60 years ago on Oct. 4, 1957, the Soviet Union successfully launched the first satellite into orbit: Sputnik 1. This was the dawn of the Space Age.

Sputnick Mockup

Imagine a time with no satellites! We now use satellites to get images of hurricanes and weather patterns.

Hurrican approaching mexico

We use them to triangulate our location so our phones can give us directions. Phones and television channels stream their data across continents using satellites.

astronaut on satellite phone

Even the Hubble Telescope is a satellite! It orbits the earth, but because it is outside of our atmosphere it can record cleaner data images from space.
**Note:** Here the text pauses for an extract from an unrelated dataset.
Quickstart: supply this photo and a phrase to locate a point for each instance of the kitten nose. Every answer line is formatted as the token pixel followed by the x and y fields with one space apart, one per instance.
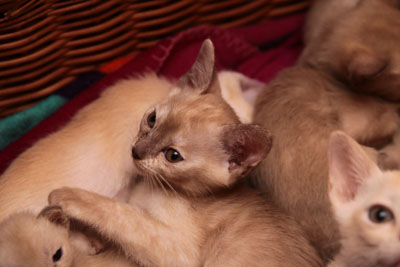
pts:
pixel 135 155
Astronaut fixing Hubble telescope satellite

In 1957 the idea of another country sending a satellite over the United States was startling to many citizens. They feared being watched by enemies or being harmed by them, as this was during the cold war. Our culture's concepts of privacy have changed a great deal over the decades. Look how we value satellites today – it is hard to imagine living without them!

The development of Sputnik inspired many people to become involved in Space Science. NASA was established a year later due to Sputnik, many young people began studying engineering, and people across the country got involved with the Operation Moonwatch program, which encouraged Americans to monitor and compile data on space and satellites through ham radios and telescopes.

Even though it ran out of battery power after three weeks, Sputnick left a strong legacy. Today there are over 2000 satellites in orbit around the Earth, performing a variety of tasks for us. As normal as they seem to us today, they have only been part of humanity's existence for 60 years. Happy anniversary Sputnik!